Monday, 21 November 2011
Autumn at Feckenham
Our Galloways have been working hard in the meadows since July and have munched their way through the late flush of growth. They are currently in the southern end of the reserve and will probably stay there over winter before being moved into the meadows again for a short spring graze. We are hoping to have more cattle on site next year which will enhance our grazing programme.
Our volunteers have also been busy - starting our winter work program with some much needed coppicing of alders next to the dragonfly ponds. This will enable more light to get to them and avoid the dreaded leaf drop each year. We will be doing more coppicing, pollarding and tree maintenance during the winter and into 2012. We also hope to have another stretch of the Moors Lane hedge laid/coppiced by Mervin Needham and his excellent team who did a great job last year. I must also mention John Holder and his team who built our new bothy during the summer. We are now completely spoilt in having a large tool store and somewhere to sit/shelter when it's too wet to work.
The surface water levels have been significantly lower this year but now, after some rain, they are getting back to normal. We have been fortunate with good levels in all of our new dragonfly ponds and the main pool mainly because these are deep enough to maintain water during summer. As you can see from the pic of the reed next to our dipping pond, the autumn colours are brilliant.

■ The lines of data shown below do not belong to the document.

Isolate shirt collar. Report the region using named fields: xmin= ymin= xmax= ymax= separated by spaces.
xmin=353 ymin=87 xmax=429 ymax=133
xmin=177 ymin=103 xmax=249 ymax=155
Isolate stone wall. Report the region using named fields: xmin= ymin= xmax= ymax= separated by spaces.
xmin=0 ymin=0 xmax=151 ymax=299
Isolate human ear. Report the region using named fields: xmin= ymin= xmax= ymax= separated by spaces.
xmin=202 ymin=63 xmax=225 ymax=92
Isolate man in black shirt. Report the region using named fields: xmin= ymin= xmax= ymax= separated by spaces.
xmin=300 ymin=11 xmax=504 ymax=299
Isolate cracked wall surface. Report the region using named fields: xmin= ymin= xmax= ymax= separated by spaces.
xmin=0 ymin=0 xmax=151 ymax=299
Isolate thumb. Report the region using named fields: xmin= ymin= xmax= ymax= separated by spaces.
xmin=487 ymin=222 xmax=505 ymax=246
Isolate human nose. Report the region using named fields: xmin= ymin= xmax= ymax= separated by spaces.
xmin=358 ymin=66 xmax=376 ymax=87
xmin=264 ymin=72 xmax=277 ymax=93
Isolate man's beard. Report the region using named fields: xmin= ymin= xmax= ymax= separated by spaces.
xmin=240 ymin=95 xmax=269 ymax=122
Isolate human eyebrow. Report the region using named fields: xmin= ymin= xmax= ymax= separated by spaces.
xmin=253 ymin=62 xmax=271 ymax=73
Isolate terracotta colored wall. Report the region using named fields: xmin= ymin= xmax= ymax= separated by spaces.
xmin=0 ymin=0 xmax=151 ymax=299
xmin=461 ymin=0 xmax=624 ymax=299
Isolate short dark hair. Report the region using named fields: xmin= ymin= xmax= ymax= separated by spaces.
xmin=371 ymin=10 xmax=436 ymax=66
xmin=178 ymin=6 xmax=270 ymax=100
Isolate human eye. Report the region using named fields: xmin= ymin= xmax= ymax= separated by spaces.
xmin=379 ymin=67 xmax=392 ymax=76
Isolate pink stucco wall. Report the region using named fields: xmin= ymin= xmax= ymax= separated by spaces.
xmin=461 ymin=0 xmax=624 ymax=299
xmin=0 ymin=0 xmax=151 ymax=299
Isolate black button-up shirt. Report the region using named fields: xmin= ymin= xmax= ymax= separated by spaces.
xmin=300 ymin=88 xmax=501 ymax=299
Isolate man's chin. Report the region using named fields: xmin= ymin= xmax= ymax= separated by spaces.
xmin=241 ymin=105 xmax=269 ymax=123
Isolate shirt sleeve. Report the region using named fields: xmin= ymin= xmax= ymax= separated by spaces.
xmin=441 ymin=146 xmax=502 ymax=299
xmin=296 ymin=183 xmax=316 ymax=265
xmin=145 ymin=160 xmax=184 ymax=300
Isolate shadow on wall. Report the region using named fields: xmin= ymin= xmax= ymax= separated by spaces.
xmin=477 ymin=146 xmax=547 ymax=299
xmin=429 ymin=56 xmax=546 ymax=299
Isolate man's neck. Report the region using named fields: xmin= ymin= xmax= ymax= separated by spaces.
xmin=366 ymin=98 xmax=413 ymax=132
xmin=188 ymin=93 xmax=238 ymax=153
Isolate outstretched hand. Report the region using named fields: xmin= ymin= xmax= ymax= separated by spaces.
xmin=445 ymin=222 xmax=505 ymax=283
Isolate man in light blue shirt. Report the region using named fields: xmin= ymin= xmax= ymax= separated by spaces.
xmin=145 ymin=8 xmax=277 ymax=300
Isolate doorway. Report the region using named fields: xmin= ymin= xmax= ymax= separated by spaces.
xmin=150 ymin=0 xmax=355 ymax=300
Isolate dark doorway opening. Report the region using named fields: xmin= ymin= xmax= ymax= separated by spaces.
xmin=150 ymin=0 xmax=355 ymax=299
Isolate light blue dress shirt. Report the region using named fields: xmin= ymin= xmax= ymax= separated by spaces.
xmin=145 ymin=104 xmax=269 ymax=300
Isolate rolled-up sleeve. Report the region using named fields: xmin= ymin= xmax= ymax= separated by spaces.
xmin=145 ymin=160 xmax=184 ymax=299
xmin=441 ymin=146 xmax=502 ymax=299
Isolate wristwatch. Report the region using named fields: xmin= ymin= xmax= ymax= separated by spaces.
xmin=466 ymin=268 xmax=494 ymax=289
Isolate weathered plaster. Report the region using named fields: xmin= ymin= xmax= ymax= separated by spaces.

Last week we decided to take a walk down the lane rather than across the reserve. On the way down I noticed there was a particular abundance of sloes on two of the blackthorn that we had planted a few years ago to fill a gap. They would appear to be a different variety than what we expect to find on the reserve. One of my volunteers, Jenny Tonry, suggested that we might look for brown hairstreak eggs on them ... lo and behold we found 14 new eggs. Following this excitement we went to the regular egg spot and found a further 10. This total of 24 is our best since finding the first eggs 2 years ago. As there are two large ash trees along our hedge near to the new find we will actively be looking for BH activity next year and hopefully one of these will turn out to be the elusive assembly tree.